Leur étude nous instruit donc tout autant sur nous, les modernes, qui les avons sortis de leur contexte et les avons « métamorphosés en un texte désincarné », que sur le monde grec lui-même, qui ignorait l’opposition qui nous est si chère entre mûthos et lógos. Pour les Grecs, lógos c’est tout simplement le récit et non pas la raison.
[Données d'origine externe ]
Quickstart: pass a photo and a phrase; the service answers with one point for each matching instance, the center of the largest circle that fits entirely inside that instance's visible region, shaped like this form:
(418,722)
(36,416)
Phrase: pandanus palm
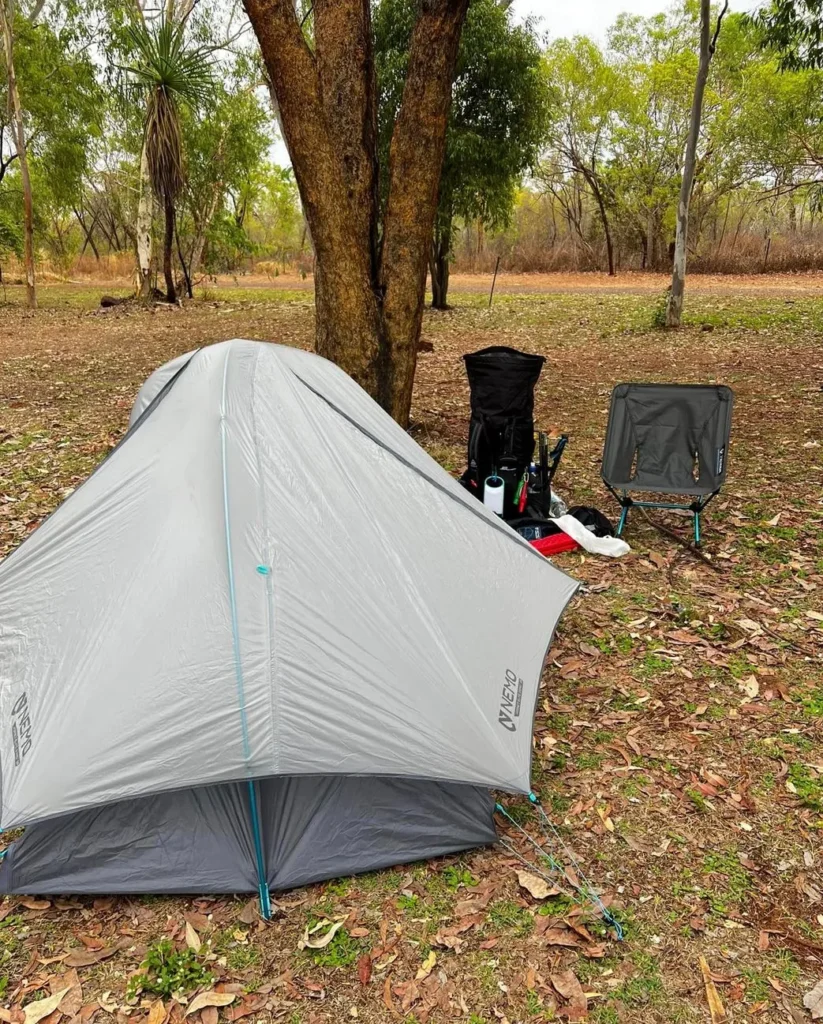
(166,73)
Et le mythe est d’abord un discours de valeur car « argumenté et efficace ». Quand ils sont mis en cause, ce n’est pas leur véracité qui est en jeu mais leur « vérité morale ».
Comme le dit Claude Calame : « Tout d’abord considérés comme des expressions et manifestations préphilosophiques propres aux peuples sauvages, les mythes sont situés à l’aurore d’une histoire linéaire qui ne peut conduire qu’aux progrès éclairés et à l’achèvement métaphysique de la civilisation occidentale. » Notre prise en compte des mythes grecs est donc une manière de nous constituer comme modernes.
Son travail nous oblige à nous interroger sur nos opérations de captation et de redéfinition qui nous autorisent à définir, seuls, ce qui a valeur universelle et à ignorer les mondes autres que le nôtre.
Comment approcher une culture différente ? Comment se méfier de nos rationalisations à vocation universelle ? Ce sont ces questions qui ont pu être débattues à l’occasion de cette rencontre.